When I'm writing a class, most methods fall into two categories:
Methods that use/change the current instance's state.
Helper methods that don't use/change the current object's state, but help me compute values I need elsewhere.
Static methods are useful, because just by looking at its signature, you know that the calling it doesn't use or modify the current instance's state.
Take this example:
public class Library
{
private static Book findBook(List<Book> books, string title)
{
// code goes here
}
}
If an instance of library's state ever gets screwed up, and I'm trying to figure out why, I can rule out findBook as the culprit, just from its signature.
I try to communicate as much as I can with a method or function's signature, and this is an excellent way to do that.
A call to a static method generates a call instruction in Microsoft intermediate language (MSIL), whereas a call to an instance method generates a callvirt instruction, which also checks for a null object references. However, most of the time the performance difference between the two is not significant.
Source: MSDN - https://learn.microsoft.com/en-us/previous-versions/visualstudio/visual-studio-2012/79b3xss3(v=vs.110)
Yes, the compiler does not need to pass the implicit this pointer to static methods. Even if you don't use it in your instance method, it is still being passed.
It'll be slightly quicker as there is no this parameter passed (although the performance cost of calling the method is probably considerably more than this saving).
I'd say the best reason I can think of for private static methods is that it means you can't accidentally change the object (as there's no this pointer).
This forces you to remember to also declare any class-scoped members the function uses as static as well, which should save the memory of creating those items for each instance.

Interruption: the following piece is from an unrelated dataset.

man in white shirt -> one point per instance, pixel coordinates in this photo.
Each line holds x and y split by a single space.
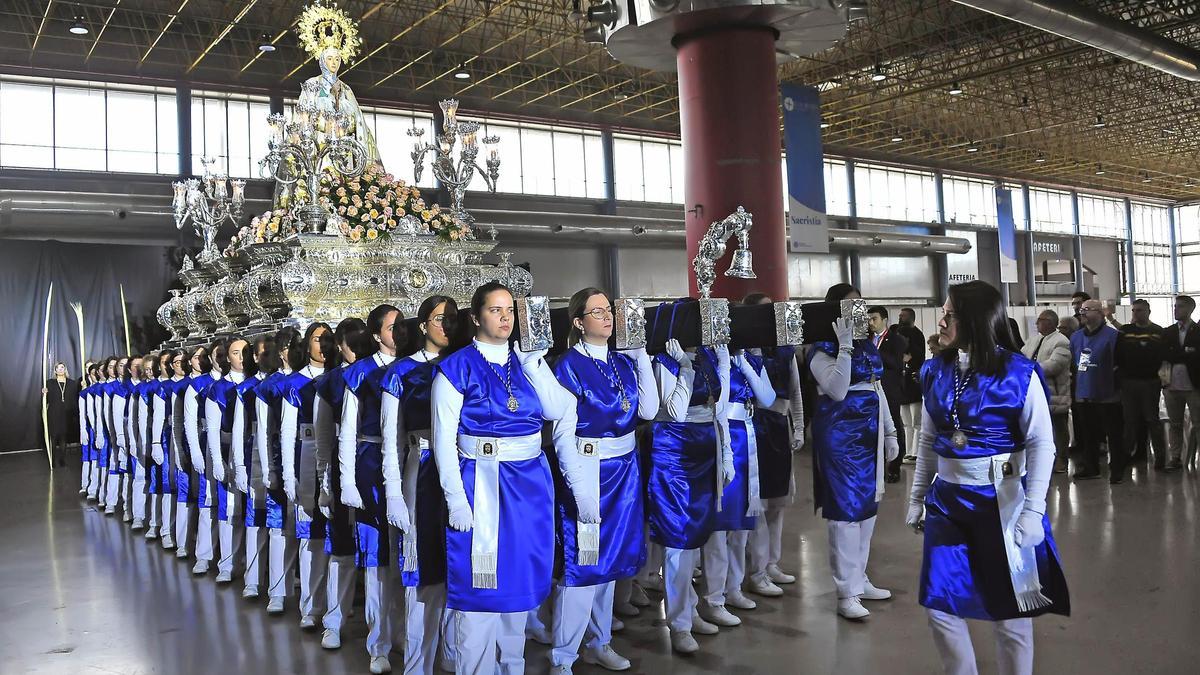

I very much prefer all private methods to be static unless they really can't be. I would much prefer the following:
public class MyClass
{
private readonly MyDependency _dependency;
public MyClass(MyDependency dependency)
{
_dependency = dependency;
}
public int CalculateHardStuff()
{
var intermediate = StepOne(_dependency);
return StepTwo(intermediate);
}
private static int StepOne(MyDependency dependency)
{
return dependency.GetFirst3Primes().Sum();
}
private static int StepTwo(int intermediate)
{
return (intermediate + 5)/4;
}
}
public class MyDependency
{
public IEnumerable<int> GetFirst3Primes()
{
yield return 2;
yield return 3;
yield return 5;
}
}
over every method accessing the instance field. Why is this? Because as this process of calculating becomes more complex and the class ends up with 15 private helper methods, then I REALLY want to be able to pull them out into a new class that encapsulates a subset of the steps in a semantically meaningful way.
When MyClass gets more dependencies because we need logging and also need to notify a web service (please excuse the cliche examples), then it's really helpful to easily see what methods have which dependencies.
Tools like R# lets you extract a class from a set of private static methods in a few keystrokes. Try doing it when all private helper methods are tightly coupled to the instance field and you'll see it can be quite a headache.
As has already been stated, there are many advantages to static methods. However; keep in mind that they will live on the heap for the life of the application. I recently spent a day tracking down a memory leak in a Windows Service... the leak was caused by private static methods inside a class that implemented IDisposable and was consistently called from a using statement. Each time this class was created, memory was reserved on the heap for the static methods within the class, unfortunately, when the class was disposed of, the memory for the static methods was not released. This caused the memory footprint of this service to consume the available memory of the server within a couple of days with predictable results.